Los paraísos fiscales nuevamente en el foco por escándalos vinculados con evasión y otros delitos

Con la filtración de casi 12 millones de documentos -la mayor hasta el momento- que involucra a personas que pasaron por el gobierno de algunos países, el “Pandora Papers” no puede pasar desapercibido para el ciudadano común que no puede concebir la idea de que semejante fortuna fuere sospechada como habida de manera ilegítima en detrimento, en muchos casos, de los pueblos menos favorecidos.

La intención de esta publicación sólo pretende advertir acerca de la complicidad que pudiere recaer en aquellas jurisdicciones cuya legislación permite no solo la captación de fondos internacionales, sino que también su anonimato y protección.
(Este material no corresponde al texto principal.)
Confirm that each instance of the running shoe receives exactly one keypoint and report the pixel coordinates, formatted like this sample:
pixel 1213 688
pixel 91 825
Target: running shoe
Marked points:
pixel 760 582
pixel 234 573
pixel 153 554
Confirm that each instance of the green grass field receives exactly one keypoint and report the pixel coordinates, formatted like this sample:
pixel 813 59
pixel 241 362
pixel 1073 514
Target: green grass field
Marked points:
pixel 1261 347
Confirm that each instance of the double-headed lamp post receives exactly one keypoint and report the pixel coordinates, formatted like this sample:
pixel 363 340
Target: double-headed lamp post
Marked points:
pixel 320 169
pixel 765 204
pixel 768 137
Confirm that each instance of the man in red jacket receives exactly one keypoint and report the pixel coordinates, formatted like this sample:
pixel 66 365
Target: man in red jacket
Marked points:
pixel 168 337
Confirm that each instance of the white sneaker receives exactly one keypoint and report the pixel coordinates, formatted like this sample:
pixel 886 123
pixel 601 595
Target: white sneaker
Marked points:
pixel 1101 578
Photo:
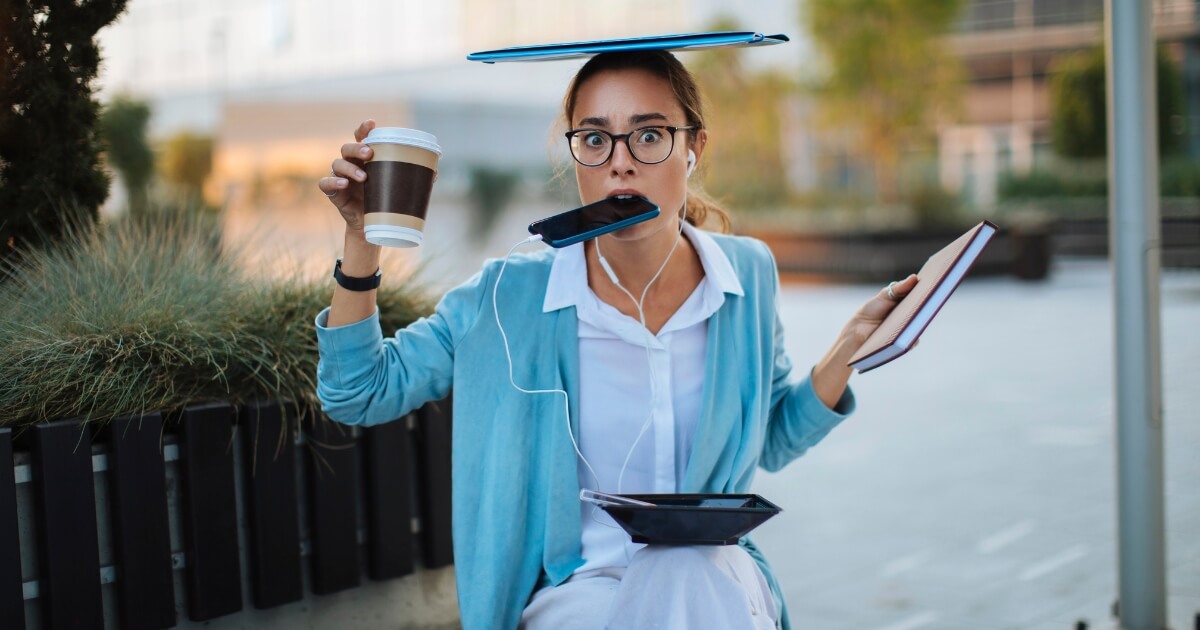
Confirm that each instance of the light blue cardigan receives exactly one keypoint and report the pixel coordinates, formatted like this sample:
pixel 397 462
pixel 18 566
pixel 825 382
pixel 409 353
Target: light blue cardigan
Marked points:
pixel 516 508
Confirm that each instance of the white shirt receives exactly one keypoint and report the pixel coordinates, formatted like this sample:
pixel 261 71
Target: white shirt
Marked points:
pixel 616 393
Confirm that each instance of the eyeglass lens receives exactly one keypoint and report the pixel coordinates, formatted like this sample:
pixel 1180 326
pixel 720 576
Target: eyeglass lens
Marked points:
pixel 647 144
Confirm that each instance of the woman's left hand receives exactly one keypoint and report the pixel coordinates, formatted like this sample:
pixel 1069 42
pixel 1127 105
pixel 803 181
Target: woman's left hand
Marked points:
pixel 832 373
pixel 874 312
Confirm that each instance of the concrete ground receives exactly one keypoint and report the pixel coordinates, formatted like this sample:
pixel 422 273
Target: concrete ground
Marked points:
pixel 975 487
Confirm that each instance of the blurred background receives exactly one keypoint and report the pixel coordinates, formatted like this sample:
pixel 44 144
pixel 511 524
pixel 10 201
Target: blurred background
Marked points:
pixel 975 487
pixel 931 114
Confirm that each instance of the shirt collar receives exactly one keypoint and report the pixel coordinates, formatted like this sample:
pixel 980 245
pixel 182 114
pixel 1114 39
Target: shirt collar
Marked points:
pixel 568 282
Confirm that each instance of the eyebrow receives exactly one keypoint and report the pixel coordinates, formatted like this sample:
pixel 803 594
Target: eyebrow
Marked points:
pixel 601 121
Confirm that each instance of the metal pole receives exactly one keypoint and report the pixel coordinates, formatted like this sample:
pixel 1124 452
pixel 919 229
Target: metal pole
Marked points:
pixel 1135 252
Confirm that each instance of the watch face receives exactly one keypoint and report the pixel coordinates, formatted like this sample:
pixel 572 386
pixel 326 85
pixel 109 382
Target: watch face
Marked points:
pixel 355 283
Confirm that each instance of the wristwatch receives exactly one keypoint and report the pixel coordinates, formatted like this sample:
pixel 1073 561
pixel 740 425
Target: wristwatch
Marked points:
pixel 353 283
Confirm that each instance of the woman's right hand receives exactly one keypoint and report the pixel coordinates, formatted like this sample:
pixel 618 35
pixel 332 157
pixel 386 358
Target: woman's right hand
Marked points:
pixel 343 186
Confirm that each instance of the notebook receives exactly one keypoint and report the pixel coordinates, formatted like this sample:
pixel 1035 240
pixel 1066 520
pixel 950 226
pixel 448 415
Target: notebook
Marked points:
pixel 659 42
pixel 937 280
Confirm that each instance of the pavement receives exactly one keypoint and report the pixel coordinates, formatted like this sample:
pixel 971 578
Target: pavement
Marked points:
pixel 975 486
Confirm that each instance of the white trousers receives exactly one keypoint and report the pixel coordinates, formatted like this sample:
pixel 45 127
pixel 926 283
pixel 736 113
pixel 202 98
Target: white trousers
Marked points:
pixel 666 588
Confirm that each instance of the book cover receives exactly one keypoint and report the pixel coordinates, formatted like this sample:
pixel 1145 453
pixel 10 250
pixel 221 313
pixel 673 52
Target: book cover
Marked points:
pixel 936 281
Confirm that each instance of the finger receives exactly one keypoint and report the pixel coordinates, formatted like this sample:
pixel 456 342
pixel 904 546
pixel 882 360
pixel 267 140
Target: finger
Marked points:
pixel 364 129
pixel 355 153
pixel 901 288
pixel 331 186
pixel 345 168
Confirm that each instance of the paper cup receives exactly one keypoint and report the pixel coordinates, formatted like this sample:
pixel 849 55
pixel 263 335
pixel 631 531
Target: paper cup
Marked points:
pixel 400 179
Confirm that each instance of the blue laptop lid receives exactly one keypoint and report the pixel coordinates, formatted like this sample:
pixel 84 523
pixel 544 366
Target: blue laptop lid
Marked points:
pixel 659 42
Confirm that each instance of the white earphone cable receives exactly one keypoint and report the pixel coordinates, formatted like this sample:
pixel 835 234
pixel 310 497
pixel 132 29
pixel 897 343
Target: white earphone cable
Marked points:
pixel 508 354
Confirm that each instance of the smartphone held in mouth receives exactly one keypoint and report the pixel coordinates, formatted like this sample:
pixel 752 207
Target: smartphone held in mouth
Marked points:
pixel 593 220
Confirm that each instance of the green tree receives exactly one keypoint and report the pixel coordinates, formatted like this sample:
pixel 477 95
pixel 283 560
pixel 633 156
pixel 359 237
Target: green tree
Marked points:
pixel 1078 111
pixel 888 75
pixel 745 121
pixel 49 151
pixel 187 162
pixel 123 126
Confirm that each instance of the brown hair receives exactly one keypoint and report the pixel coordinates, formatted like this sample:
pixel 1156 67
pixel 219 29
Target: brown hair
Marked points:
pixel 664 65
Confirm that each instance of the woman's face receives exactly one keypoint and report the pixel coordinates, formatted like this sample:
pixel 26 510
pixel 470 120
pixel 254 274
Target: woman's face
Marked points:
pixel 619 102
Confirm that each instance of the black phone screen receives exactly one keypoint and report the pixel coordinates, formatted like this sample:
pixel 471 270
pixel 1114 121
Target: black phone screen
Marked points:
pixel 592 220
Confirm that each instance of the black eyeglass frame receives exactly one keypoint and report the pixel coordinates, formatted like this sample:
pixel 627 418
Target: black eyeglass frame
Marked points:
pixel 625 137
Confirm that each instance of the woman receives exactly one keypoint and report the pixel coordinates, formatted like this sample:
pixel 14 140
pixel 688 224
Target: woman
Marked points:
pixel 672 366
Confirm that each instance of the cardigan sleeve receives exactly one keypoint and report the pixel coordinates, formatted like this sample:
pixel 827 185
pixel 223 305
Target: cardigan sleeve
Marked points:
pixel 798 419
pixel 364 378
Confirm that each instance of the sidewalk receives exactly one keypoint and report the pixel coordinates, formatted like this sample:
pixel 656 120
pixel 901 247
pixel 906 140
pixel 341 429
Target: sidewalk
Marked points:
pixel 975 486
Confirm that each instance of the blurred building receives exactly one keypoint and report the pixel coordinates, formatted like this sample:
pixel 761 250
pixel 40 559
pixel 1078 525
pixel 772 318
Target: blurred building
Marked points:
pixel 1008 47
pixel 281 84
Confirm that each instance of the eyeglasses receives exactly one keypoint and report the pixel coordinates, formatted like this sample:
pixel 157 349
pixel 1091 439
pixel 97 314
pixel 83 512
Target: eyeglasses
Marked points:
pixel 648 145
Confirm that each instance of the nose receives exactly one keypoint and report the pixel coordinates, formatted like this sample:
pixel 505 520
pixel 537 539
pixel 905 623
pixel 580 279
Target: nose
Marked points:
pixel 622 160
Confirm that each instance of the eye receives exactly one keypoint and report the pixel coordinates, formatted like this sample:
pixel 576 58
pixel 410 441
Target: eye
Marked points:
pixel 648 136
pixel 594 139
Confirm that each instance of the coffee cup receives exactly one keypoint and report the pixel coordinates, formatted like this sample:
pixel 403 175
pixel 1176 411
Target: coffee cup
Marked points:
pixel 400 179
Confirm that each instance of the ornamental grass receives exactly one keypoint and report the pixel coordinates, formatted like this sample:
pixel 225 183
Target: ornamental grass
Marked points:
pixel 155 315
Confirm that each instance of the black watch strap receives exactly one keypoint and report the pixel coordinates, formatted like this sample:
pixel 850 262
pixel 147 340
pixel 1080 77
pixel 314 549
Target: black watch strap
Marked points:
pixel 353 283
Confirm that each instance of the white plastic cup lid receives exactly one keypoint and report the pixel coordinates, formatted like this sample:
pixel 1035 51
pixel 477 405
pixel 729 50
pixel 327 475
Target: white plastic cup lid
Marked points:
pixel 393 237
pixel 403 136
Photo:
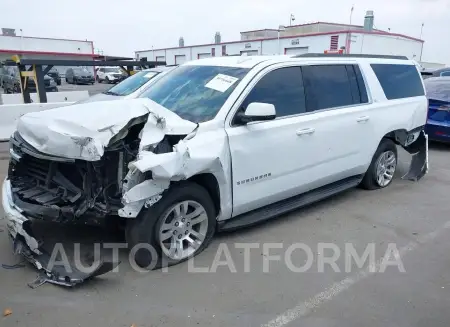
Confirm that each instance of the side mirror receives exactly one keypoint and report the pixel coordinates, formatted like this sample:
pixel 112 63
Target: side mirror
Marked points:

Los paraísos fiscales, tuvieron su época de esplendor hasta que la comunidad internacional, a través del G20, decidiera poner fin a algunos de sus efectos más perniciosos, como es la falta de transparencia y de compromiso para colaborar con otros países, principalmente, aquellos a quienes se quiere esconder el patrimonio allí situado.

Crisis financiera

De esta manera, luego de la crisis financiera internacional del año 2008, se constituyó el Foro Global sobre Transparencia e Intercambio de información, órgano multilateral integrado por más de 160 jurisdicciones a fin de controlar si los países se encuentran comprometidos a cooperar brindando información con fines tributarios.
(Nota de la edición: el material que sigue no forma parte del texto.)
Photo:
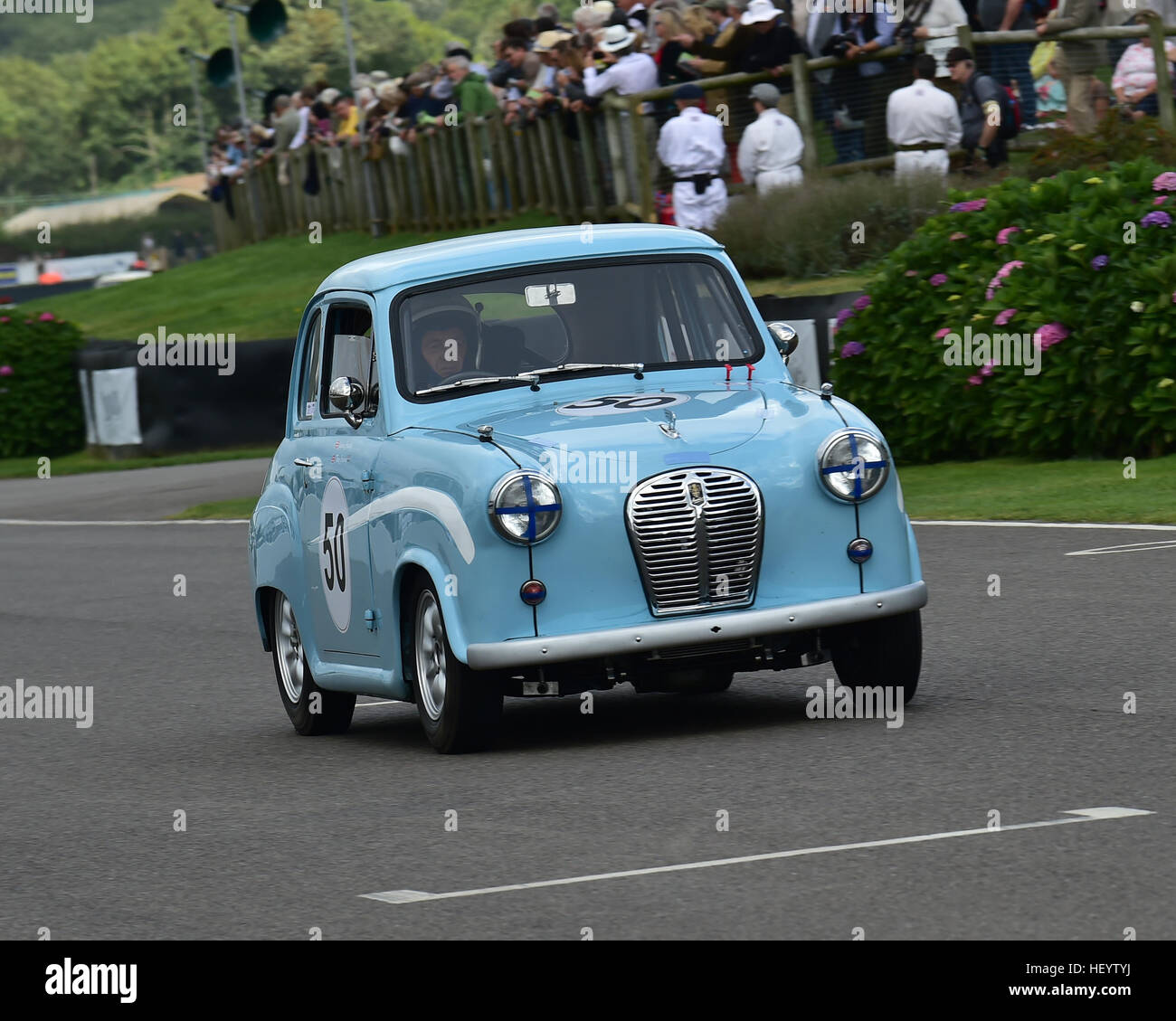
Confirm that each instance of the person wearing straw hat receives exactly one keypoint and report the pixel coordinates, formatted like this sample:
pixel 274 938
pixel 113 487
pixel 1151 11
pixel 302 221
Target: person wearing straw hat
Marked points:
pixel 692 147
pixel 769 153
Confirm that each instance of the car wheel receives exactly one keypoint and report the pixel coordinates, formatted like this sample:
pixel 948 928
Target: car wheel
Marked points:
pixel 887 652
pixel 312 709
pixel 460 708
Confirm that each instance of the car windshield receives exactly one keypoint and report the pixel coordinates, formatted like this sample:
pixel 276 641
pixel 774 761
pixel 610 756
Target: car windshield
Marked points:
pixel 485 332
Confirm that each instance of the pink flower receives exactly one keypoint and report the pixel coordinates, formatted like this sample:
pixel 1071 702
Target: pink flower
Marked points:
pixel 1051 333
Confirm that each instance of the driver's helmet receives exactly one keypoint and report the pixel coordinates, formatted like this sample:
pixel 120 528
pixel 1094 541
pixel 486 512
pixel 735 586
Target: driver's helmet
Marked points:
pixel 442 312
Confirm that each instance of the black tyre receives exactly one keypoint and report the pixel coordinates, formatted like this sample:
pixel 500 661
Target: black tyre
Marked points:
pixel 312 709
pixel 460 708
pixel 887 652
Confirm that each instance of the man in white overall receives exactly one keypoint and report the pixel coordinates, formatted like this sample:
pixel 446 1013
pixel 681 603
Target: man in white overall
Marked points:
pixel 692 147
pixel 769 153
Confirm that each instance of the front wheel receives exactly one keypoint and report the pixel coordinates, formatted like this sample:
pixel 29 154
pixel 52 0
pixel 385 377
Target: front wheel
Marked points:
pixel 887 650
pixel 460 708
pixel 312 709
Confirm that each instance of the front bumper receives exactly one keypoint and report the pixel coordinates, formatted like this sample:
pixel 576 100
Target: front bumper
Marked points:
pixel 695 630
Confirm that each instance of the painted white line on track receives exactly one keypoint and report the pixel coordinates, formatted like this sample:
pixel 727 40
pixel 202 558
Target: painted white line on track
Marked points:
pixel 403 896
pixel 125 524
pixel 1047 525
pixel 1130 547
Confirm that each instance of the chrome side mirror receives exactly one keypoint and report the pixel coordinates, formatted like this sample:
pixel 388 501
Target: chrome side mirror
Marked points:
pixel 346 394
pixel 784 337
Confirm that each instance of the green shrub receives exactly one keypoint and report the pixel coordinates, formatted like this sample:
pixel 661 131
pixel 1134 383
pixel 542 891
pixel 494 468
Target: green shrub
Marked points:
pixel 824 226
pixel 1115 140
pixel 1105 390
pixel 40 402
Para ello se analiza la normativa interna de los países participantes y su red de tratados tributarios, para identificar la correcta implementación del compromiso asumido de intercambiar aquella información considerada de relevancia para determinación de las obligaciones impositivas de los Estados con los cuales tales instrumentos se hubieren suscripto.
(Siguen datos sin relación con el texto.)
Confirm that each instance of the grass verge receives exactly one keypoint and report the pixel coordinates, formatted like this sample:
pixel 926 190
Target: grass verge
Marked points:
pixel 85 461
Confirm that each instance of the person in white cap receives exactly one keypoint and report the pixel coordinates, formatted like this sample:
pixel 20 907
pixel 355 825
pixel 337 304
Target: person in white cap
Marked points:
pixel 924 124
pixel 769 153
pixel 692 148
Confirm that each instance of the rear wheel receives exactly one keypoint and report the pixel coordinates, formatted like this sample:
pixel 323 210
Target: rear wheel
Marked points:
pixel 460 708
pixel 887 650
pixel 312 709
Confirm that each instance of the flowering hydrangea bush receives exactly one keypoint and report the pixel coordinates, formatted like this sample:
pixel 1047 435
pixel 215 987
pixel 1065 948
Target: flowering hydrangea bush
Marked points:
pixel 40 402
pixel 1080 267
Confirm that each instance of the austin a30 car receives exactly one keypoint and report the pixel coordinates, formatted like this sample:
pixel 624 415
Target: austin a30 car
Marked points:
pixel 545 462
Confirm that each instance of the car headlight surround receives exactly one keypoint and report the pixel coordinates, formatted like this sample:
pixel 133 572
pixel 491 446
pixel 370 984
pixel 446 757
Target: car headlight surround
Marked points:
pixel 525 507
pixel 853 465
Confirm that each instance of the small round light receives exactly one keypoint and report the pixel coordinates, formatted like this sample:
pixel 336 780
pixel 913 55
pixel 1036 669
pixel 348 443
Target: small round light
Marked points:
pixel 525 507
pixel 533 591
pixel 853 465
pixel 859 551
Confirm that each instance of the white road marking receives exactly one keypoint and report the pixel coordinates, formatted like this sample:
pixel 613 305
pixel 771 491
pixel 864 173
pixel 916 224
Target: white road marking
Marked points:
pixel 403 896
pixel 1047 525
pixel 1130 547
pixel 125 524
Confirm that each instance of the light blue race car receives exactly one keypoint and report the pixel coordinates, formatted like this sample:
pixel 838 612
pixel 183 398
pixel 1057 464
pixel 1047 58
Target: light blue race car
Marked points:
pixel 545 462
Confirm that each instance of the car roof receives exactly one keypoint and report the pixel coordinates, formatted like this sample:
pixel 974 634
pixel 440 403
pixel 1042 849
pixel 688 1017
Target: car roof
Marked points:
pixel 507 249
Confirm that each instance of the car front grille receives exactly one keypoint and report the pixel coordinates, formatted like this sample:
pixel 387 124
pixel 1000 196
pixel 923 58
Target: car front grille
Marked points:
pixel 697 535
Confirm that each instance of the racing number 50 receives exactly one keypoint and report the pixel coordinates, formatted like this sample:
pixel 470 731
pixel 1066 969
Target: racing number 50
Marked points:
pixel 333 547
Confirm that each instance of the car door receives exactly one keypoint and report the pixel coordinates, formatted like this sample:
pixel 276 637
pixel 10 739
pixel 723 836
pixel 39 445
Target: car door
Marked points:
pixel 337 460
Esta exigencia puso fin al instituto del secreto bancario que se encontraba presente en varias jurisdicciones, al amparo del cual estas últimas captaban fondos provenientes de otros países y que, por encontrarse ocultos a las administraciones fiscales de estos últimos, no lograban formar parte de su base de imposición, dando lugar a importantes volúmenes de evasión fiscal. Mediante la red de tratados tributarios que receptaran el estándar internacional sobre transparencia e intercambio de información (plasmado en el Artículo 26 de los principales Modelos de Convenios para Evitar la Doble Imposición), los Fiscos nacionales que presuponen la existencia de información relevante en alguna jurisdicción con la cual mantuvieren un tratado vigente en la materia, pueden solicitar que ésta les fuere suministrada, dando lugar a ajustes impositivos que permiten liquidar la verdadera obligación tributaria de sus contribuyentes.

Cuentas en el extranjero

Posteriormente, -e impulsada por la introducción en Estados Unidos de Norteamérica de una norma que obligara a las entidades financieras allí situadas a practicar una retención en la fuente por los pagos que éstas realizaran a cuentas bancarias situadas en el extranjero, salvo que las instituciones en los que estas se hubieren abierto informaren respecto de su titularidad- surgió un nuevo estándar -denominado Reporte Común- conforme el cual las administraciones tributarias de más de 110 jurisdicciones se obligaron a intercambiar, de manera automática, información de carácter financiero (flujos y saldos) para fines fiscales. De esta manera, las entidades financieras de estos países se encuentran obligadas a proporcionar a las administraciones fiscales, y de manera sistematizada, los datos relativos a las cuentas que hubieren abierto sujetos domiciliados en el extranjero.

No obstante, los paraísos fiscales siguieron resultando atractivos para aquellos que quieren esconder parte de su patrimonio a partir de los regímenes e no-nominatividad de entidades allí constituidas. En muchos países existen regímenes de acciones al portador u otros similares al amparo de los cuales es posible transferir la titularidad de personas jurídicas sin que quede registrados los titulares que participan de tales transacciones. Este anonimato ha sido utilizado durante décadas para esconder fortunas, y los ingresos que éstas generan, a las autoridades de varios de países, con la consecuente pérdida de recaudación ocasionada por esquemas simples de planificación fiscal en los que se interponen estas entidades.